- Born: Victoria Rubadiri 28 January 1987 (age 39)
- Education: Temple University
- Occupation: Journalist
- Employer: CNN
- Title: News Presenter
- Father: Kwame Rubadiri
- Relatives: David Rubadiri, grandfather Gertrude Rubadiri, grandmother
- Awards: BBC World News Komla Dumor Award

= Victoria Rubadiri =

Kenyan journalist

Victoria Rubadiri (born 28 January 1987) is a Kenyan award-winning journalist and correspondent with CNN International in Kenya. In 2020, she won the 2020 BBC World News Komla Dumor Award, becoming the second Kenyan recipient of the honor.

== Early life and education ==
Rubadiri was born in Kenya and spent part of her childhood with her father Kwame Rubadiri and mother Emmy in the United States. She began early education at Nairobi Pentecostal Academy and Rusinga School, before relocating to New Jersey at the age of 10. She later attended Atlantic City High School.

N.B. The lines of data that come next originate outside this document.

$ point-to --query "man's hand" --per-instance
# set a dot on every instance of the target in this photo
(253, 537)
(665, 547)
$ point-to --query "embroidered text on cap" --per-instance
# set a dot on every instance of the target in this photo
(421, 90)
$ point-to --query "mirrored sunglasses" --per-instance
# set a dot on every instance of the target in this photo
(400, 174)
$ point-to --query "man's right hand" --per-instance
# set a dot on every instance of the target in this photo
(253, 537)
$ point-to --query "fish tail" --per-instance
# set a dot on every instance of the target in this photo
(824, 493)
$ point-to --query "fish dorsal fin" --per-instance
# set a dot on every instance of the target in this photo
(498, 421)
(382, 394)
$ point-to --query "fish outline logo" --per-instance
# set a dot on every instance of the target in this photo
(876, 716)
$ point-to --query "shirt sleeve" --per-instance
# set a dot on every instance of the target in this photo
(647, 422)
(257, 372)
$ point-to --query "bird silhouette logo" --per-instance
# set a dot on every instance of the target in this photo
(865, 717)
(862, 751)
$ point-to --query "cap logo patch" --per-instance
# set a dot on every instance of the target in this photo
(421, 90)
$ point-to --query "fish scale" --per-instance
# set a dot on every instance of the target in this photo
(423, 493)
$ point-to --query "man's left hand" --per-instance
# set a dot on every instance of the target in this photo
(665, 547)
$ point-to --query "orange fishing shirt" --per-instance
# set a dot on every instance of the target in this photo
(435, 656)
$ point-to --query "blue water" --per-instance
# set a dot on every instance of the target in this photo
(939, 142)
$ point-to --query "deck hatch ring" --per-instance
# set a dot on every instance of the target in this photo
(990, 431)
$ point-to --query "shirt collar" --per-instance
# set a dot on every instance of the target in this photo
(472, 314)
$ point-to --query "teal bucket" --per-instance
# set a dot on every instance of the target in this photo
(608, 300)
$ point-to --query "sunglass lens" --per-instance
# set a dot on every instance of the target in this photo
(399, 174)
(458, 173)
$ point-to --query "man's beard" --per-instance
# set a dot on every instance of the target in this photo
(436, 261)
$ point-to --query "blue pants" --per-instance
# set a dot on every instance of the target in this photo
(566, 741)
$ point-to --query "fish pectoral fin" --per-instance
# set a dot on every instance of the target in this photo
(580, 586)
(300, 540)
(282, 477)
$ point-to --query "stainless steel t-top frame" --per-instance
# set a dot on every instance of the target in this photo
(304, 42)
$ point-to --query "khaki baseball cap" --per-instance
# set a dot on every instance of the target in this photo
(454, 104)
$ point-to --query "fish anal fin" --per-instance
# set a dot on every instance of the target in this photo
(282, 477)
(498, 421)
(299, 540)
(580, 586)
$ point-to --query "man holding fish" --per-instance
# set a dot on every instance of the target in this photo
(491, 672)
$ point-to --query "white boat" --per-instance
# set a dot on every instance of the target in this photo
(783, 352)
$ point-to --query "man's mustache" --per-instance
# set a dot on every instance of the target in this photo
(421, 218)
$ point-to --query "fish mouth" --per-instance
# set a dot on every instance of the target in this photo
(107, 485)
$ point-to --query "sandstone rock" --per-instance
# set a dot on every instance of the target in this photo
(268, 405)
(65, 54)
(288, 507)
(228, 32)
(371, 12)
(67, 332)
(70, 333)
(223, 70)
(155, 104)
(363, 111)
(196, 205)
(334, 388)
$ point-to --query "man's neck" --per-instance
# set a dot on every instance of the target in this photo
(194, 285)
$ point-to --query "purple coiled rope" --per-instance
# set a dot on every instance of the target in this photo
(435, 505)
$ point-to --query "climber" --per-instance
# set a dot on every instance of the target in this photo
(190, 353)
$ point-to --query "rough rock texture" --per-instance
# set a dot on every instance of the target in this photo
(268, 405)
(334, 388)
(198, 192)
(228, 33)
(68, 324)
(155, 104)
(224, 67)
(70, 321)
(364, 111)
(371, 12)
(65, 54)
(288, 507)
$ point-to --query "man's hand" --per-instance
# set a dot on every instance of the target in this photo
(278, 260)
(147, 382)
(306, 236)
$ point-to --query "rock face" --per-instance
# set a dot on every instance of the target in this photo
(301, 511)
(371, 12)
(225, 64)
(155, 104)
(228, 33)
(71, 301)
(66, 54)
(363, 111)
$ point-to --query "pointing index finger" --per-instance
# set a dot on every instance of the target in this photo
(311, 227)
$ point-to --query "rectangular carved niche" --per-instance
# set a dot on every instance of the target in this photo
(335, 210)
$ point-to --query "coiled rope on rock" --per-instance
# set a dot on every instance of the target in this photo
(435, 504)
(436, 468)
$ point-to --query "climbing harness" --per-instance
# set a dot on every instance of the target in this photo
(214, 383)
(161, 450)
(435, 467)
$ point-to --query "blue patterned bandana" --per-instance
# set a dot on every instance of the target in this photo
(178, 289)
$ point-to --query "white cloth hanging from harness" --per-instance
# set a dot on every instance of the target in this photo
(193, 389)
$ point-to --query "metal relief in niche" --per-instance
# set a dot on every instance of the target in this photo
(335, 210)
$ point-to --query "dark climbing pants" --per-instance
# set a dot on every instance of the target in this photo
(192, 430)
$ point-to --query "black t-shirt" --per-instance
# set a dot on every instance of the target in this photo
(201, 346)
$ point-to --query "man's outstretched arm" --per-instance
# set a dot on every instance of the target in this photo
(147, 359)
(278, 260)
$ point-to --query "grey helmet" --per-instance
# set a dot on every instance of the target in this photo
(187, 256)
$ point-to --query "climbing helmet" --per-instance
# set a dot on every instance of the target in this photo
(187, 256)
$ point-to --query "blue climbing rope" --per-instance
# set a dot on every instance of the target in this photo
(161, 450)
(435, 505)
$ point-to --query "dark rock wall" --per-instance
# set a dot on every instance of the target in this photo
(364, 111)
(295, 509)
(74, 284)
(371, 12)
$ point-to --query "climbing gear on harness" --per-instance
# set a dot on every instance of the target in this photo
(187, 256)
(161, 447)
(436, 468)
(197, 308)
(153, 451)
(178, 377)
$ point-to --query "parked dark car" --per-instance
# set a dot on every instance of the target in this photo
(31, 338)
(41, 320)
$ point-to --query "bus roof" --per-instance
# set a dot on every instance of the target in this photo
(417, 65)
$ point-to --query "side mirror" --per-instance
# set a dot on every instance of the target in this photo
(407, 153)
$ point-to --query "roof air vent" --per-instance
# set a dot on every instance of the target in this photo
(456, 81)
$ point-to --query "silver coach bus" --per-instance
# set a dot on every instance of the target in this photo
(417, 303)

Rubadiri earned a bachelor's degree in broadcast journalism in 2009, from Temple University in Philadelphia, Pennsylvania. Prior to becoming a television anchor, she worked as a radio presenter at Capital FM in Nairobi.

Rubadiri is the granddaughter of the deceased Malawian poet and diplomat David Rubadiri and his wife teacher and independence activist Gertrude Rubadiri. In 2021 Rubadiri and her aunt Lindiwe Rubadiri-Mujugira published an account of her grandmother's life in the Society of Malawi Journal.

== Career ==
Rubadiri began her media career in the United States interning at WMGM – NBC 40 TV as an assignment desk editor in 2007. She later worked as a personal assistant at the Angela Crockett Company in Brooklyn, New York. Upon returning to Kenya in 2010, she joined Capital FM as a business reporter and news presenter. She later moved to NTV Kenya in 2013, where she served as a news anchor, reporter, and script editor co-anchoring the prime time edition alongside Larry Madowo and Mark Maasai. In May 2018, Rubadiri moved to Citizen TV, where she co-anchored Sunday Live with Jeff Koinange in the Citizen Weekend primetime bulletin. In 2020, she was awarded the BBC World News Komla Dumor Award She officially joined CNN International in April 2024.